Wednesday, November 18, 2020

UK Bishops Fix the Conclusions of the Mass Prayers

I have just learned from a priest friend that the English and Welsh bishops have decided to fix the conclusion of the English Mass Collects by removing the superfluous word “one” before the word “God.” (I say “superfluous” because it is completely absent from the Latin.) The conclusion will now read “Through our Lord Jesus Christ your Son, who lives and reigns with you in the unity of the Holy Spirit, God, for ever and ever.” The shorter conclusion used when the Son has already been mentioned earlier in the prayer is the same, beginning at the words “who lives”, while the conclusion addressed to the Son says “who live and reign with God the Father in the unity etc.” This was done in accordance with a directive issued in May by Robert Cardinal Sarah, Prefect of the Congregation for Divine Worship, to the presidents of the various Bishops’ Conferences that are members of ICEL. (Click image to enlarge.)

A note accompanying the decree by which this change is promulgated explains why it has been made.

“The addition of ‘one’ could be construed as mistaken or problematic. On the one hand, it could serve to undermine the statement of the unique dignity of the Son within the Trinity which the Latin formulae so strongly convey.
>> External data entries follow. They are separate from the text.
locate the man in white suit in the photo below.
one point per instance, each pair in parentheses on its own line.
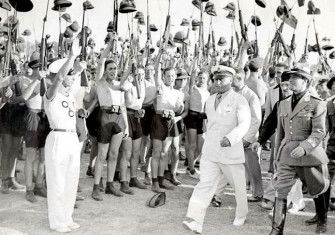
(229,117)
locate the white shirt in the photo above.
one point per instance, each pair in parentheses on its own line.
(231,119)
(61,111)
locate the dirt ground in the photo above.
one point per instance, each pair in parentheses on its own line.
(130,215)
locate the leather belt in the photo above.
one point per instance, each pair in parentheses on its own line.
(64,130)
(112,109)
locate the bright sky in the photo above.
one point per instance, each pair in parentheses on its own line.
(98,18)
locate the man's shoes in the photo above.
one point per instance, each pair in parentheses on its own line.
(5,186)
(239,221)
(297,207)
(134,182)
(101,185)
(40,191)
(96,194)
(155,188)
(175,181)
(165,185)
(30,196)
(312,221)
(193,226)
(147,179)
(13,184)
(332,204)
(111,190)
(321,226)
(254,199)
(79,198)
(216,202)
(193,174)
(74,226)
(125,188)
(266,204)
(90,171)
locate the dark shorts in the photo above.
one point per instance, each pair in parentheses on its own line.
(195,120)
(177,129)
(12,119)
(135,128)
(161,128)
(109,124)
(146,121)
(92,122)
(37,129)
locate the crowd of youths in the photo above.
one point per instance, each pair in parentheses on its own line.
(136,108)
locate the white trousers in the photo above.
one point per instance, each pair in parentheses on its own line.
(62,162)
(211,173)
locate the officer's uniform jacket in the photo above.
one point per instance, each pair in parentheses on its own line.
(305,126)
(331,128)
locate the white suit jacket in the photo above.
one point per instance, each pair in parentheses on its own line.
(230,119)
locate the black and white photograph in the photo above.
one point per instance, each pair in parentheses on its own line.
(160,117)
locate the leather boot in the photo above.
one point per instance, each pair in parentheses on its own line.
(101,185)
(96,195)
(13,184)
(125,188)
(279,215)
(111,190)
(321,211)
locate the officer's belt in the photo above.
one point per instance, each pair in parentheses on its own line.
(112,109)
(294,138)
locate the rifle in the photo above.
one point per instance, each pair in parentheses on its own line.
(242,25)
(43,66)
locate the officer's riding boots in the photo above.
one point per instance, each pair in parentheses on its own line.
(279,215)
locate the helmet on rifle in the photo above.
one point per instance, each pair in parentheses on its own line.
(230,7)
(210,9)
(180,37)
(4,4)
(222,41)
(185,22)
(26,32)
(61,5)
(127,6)
(261,3)
(231,15)
(67,17)
(255,20)
(153,28)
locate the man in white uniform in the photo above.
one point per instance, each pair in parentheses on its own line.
(228,116)
(62,149)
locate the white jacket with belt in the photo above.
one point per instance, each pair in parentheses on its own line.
(231,119)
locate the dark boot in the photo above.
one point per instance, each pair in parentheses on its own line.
(111,190)
(101,185)
(96,195)
(40,191)
(13,184)
(30,196)
(117,176)
(89,171)
(164,184)
(5,186)
(134,182)
(279,215)
(125,188)
(321,210)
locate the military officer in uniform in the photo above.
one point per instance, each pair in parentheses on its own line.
(300,131)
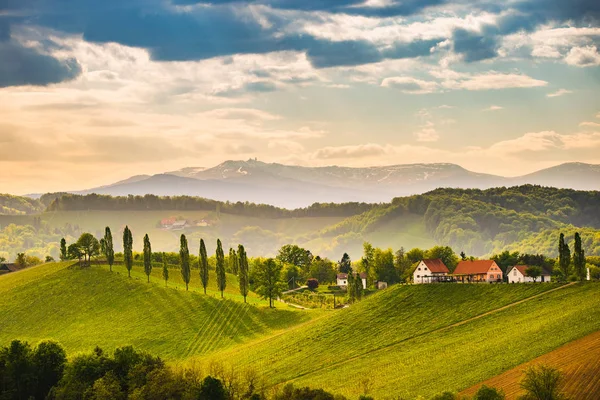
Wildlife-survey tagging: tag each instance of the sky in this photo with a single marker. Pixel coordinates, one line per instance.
(92, 92)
On the other hand, it could be interpreted as saying that Jesus is ‘one God.’ Either or both of these interpretations is injurious to the faith of the Church. The ‘one’ risks suggesting that Jesus became a god independent of the Blessed Trinity and is one god among many. Contrary to the Arian heresy, Jesus Christ, who is God, did not become God. He is God from all eternity, and taking human flesh at his Incarnation, became man. According to the ‘lex orandi,’ what we pray needs to express what the Church believes, requiring that, in liturgical formulae, we uphold the doctrine of the Blessed Trinity.

It is clear from the Latin texts that the doxology emphasises the divinity of Our Lord Jesus Christ, the Second Person of the Blessed Trinity, who as the Incarnate Son, intercedes on our behalf to the Father, the prayer being made ‘in the unity of the Holy Spirit.’ Thus, the Son’s role of priestly mediation is made clear. The doxological phrase was coined in Africa during the fourth century as a means to combat the Arian heresy. The reference of ‘Deus’ is intended Christologically.”

The note further observes that the standard translation in the Western European Romance languages and German have no equivalent of this added “one.” It remains for the other English-speaking Bishops’ Conferences to decide how to adjust the translations they use in accordance with this new directive; it seems like the best solution would be to just follow what the English and Welsh bishops have already done. It is also certainly an encouraging sign that the bishops are thinking closely and carefully about how to translate properly express the Church’s lex orandi in the vernacular.